Not sure what happened to the version of me that once felt guilty about reading Stephen King's Tommyknockers over a weekend simply because I couldn't stop myself - and this when I had work I really should have been doing.

Wednesday, January 15, 2025

Getting The Point

Found myself in a meeting this evening that lasted until 9.30. Weirdly I sort of enjoyed it, I suppose because there was some point to it all. It makes a difference, you know.

Tuesday, January 14, 2025

Talking Trash

On three occasions this year I've arrived early enough at the basketball courts to do a quick clean-up before my guys arrive for training. Each time the area wasn't exactly a mess - otherwise I'd have got the players to clean-up for me - but there were two or three empty cans up against the perimeter and at least one empty plastic bottle lying around. And each time I've got to wondering how exactly these were left behind. Was it some vague act of pointless malice, from someone who presumably had used the court but thought it best to show they didn't care about the maintenance thereof? Or was it just complete forgetfulness from someone caught up in other more important personal matters when leaving the place who'd neglected to take care of all their 'stuff'? Or was it it somewhere between these extremes?

Whatever it was I can't really wrap my head around the behaviour involved.

And here's the personal conundrum. As far as I can remember I didn't do anything like this as a kid. But I know for certain I was no angel. I can recall in embarrassing detail two anti-social acts I was involved in which were a good deal worse than just leaving a couple of cans around. So there's the possibility I'm ignoring or suppressing what I know to be true of the behaviour of idiotic teenagers (like me) in the interests of building a kind of communitarian mythology.

This is disconcerting.
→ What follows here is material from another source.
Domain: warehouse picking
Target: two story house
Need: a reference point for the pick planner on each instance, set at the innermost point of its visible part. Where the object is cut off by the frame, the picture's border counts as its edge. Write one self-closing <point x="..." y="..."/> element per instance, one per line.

Maybe the sense of guilt lies behind my compulsion to tidy public spaces?

Monday, January 13, 2025

On The Physical

Had an odd experience yesterday. I came back in the evening after a stint at the gym and suffered a severe case of the shivers when I popped into our bedroom to change. The air-conditioning was on and the room was fairly cold, but not enough to provoke my rather extreme reaction. For the next few minutes I felt hyper-sensitive to the fans in the apartment and any feeling of coldness such that I was worried about slipping into a severe fever, but that didn't happen, I'm glad to say. I slept fitfully and sweatily, but I did sleep.

Then today I spent three hours at the National University Hospital undergoing a scan on my liver and blood tests related to that organ. This is part of the follow-up to when I found myself in ICU. My liver wasn't in too good a way at that time but seems to have made something close to a full recovery since and I'm hoping the test results support that observation. The great thing is that at this point in time I am entirely unmedicated, and I'd like to stay that way for as long as possible.

Sunday, January 12, 2025

Nodding Off

If I were short of sleep after the first week of work - and I'm not sure I was - I certainly reclaimed the necessary over the weekend. The ease with which I've been toppling over into the Land of Nod is a bit frightening. It's a useful talent to possess, but caution needs to be applied in deploying it too readily. Life does need to be got on with, after all.